Even the interviewer seemed shocked by this admission.
Wow. You’ll say “birth”?
Yes. I try to mirror what will be the most consoling to the patient. In general, these patients—fetal indications—do talk about giving birth, so I’ll say that as well.
The interviewer also says:
To simultaneously sustain these ideas—that you desperately loved and wanted this baby that’s here in your arms, and also that you just committed yourself to ending its life—it’s one of the most complicated emotional situations I can imagine. In these cases—I am sorry for this macabre question—the baby is dead, right? They never meet their baby alive?
Here Dr. Robinson affirms that yes, the baby is dead.

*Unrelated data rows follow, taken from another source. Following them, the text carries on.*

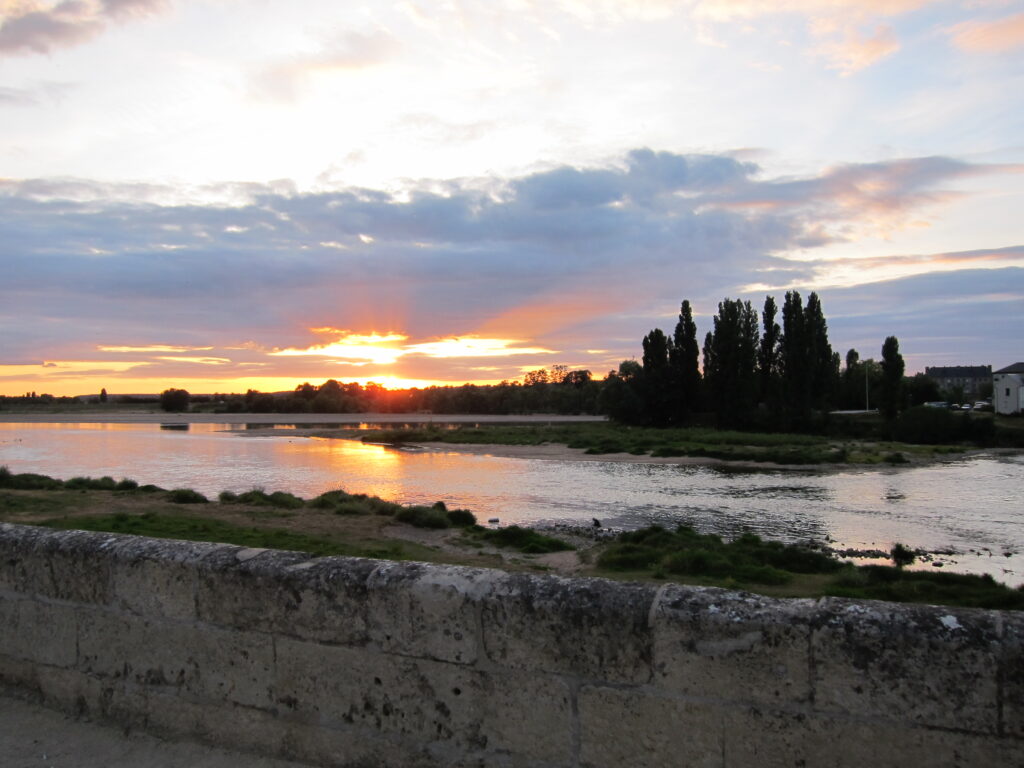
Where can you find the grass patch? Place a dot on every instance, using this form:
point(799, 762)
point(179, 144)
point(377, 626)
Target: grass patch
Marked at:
point(895, 585)
point(685, 552)
point(605, 437)
point(202, 529)
point(185, 496)
point(657, 553)
point(526, 541)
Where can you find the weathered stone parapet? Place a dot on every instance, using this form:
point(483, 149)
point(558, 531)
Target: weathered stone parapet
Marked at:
point(348, 662)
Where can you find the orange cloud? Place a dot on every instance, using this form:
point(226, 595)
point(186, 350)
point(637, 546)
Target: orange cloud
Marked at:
point(152, 348)
point(386, 349)
point(857, 51)
point(376, 348)
point(989, 37)
point(472, 346)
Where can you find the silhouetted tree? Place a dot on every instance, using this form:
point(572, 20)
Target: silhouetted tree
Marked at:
point(621, 397)
point(174, 399)
point(793, 359)
point(731, 371)
point(822, 368)
point(768, 354)
point(892, 379)
point(683, 359)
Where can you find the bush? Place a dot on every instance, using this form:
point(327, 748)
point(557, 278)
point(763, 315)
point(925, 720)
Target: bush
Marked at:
point(524, 540)
point(90, 483)
point(185, 496)
point(423, 517)
point(174, 399)
point(28, 481)
point(461, 518)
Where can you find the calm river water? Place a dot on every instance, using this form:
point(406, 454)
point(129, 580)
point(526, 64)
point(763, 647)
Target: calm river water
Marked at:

There is a ray of hope in the article. When asked where she thinks abortion politics are going in America, Dr. Robinson said:
I think that the extreme, right-wing, misogynist religious fanatics have basically hijacked the Republican party and are moving toward being able to hijack the Democrats, too.
Apparently, one must be a religious fanatic to see something wrong with killing full-term babies. One can only hope that as more people become aware that third-trimester abortions are legal and are happening in this country, more and more people will speak out against the grisly practice. Support for late-term abortions, especially elective late-term abortions, has always been low. In fact, the most recent Gallup poll shows that only 14% of Americans want abortion to be legal in the third trimester. As more people become aware that babies are being killed this late in pregnancy, we can have hope that laws will be passed outlaw the procedure.
It is also interesting to note that nowhere in the article does Dr. Robinson mention women who need to have abortions in the third trimester because of health reasons. This may be because simply removing the living, viable baby by C-section is no more dangerous than going through a procedure to abort him or her.